Image is everything. The very lack of engineering and development to build elite vehicles for the rich and famous is what put General Motors and Cadillac in this position. Those of us in our 30′s and 40′s have this perception of Cadillac as the car grandma drove. It's not exciting. It's boring. Old and boring. A luxury brand needs to focus on the very foundation that sets itself apart. Cadillac failed and the image of being a car associated with senior citizens is now the mountainous hurdle General Motors and Cadillac must overcome.

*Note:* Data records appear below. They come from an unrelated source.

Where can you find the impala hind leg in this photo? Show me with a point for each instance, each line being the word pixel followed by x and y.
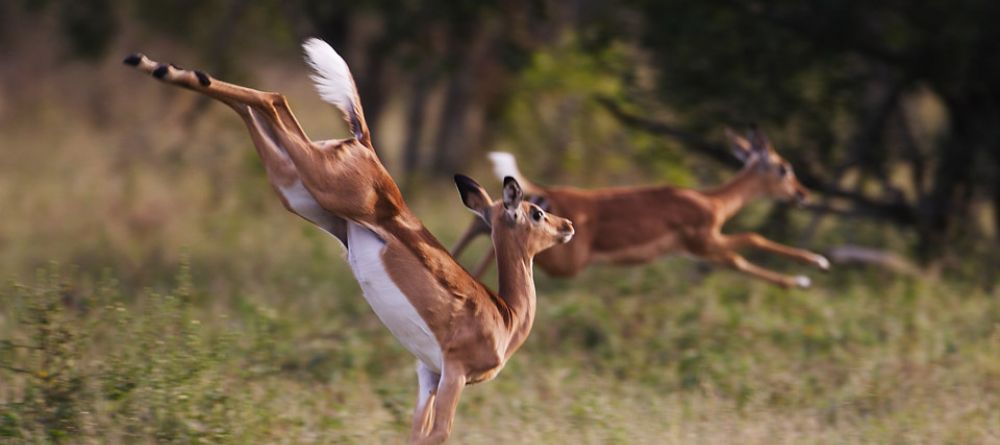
pixel 756 241
pixel 423 414
pixel 273 133
pixel 739 263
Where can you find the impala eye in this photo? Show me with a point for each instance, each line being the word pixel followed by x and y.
pixel 537 215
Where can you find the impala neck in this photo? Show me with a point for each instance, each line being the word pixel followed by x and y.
pixel 733 195
pixel 517 286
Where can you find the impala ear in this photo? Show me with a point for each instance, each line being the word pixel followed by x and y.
pixel 512 194
pixel 739 145
pixel 474 196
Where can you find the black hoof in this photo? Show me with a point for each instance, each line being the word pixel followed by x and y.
pixel 203 78
pixel 160 71
pixel 133 59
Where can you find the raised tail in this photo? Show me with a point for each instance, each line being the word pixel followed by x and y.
pixel 505 165
pixel 336 86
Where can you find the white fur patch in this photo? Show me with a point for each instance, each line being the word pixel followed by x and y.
pixel 504 164
pixel 333 78
pixel 364 254
pixel 304 204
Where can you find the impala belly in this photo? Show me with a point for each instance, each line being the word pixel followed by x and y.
pixel 304 204
pixel 364 254
pixel 640 253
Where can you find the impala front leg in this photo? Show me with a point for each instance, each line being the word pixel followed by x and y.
pixel 754 240
pixel 423 414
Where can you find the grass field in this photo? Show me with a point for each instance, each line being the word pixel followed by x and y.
pixel 185 306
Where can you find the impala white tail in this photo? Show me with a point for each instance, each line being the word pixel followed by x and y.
pixel 336 86
pixel 504 165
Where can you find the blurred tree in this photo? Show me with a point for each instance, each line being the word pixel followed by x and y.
pixel 835 77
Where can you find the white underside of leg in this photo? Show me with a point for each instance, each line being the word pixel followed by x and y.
pixel 364 254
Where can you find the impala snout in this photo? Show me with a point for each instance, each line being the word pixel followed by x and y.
pixel 801 195
pixel 566 232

It isn't too late for a Cadillac resurgence in the luxury marketplace. Cadillac's latest models are fantastic and deserve the praise received. Cadillac's advertising dollars have been spent on product placements in television shows and movies. Magazines have taken notice and given favorable reviews commending Cadillac for once again building brilliant vehicles. November 2013 marked the highest sales since 2007 and Cadillac's VP of Sales and Service, Bill Peffer, says that for the first time ever, sales are driven by new buyers.
Go for the Knock Out
Cadillac has learned from leaders in the industry and they must continue to stay the course. The influential youth need to see the Cadillac brand as an object once again representing a person's status in the world. GM must market Cadillac in such a way that it becomes a statement of arrival. High end models need to be owned by not just the most famous, but the elite.
The only way for Cadillac to take the crown away from the German manufacturers is to beat them at their own game. The Cadillac crest must be instantly recognizable and seen along side the baddest of the bad in the music and entertainment industries. The rich and famous must be seen with Cadillac vehicles in magazines, music videos, billboards and every outlet they are visible. The real trick is that it must not be seen as paid product placement. Everybody knows Tiger Woods, Shaquille O'Neil and Peyton Manning don't roll in Buicks. If GM treats this as an advertising campaign they will continue to fail.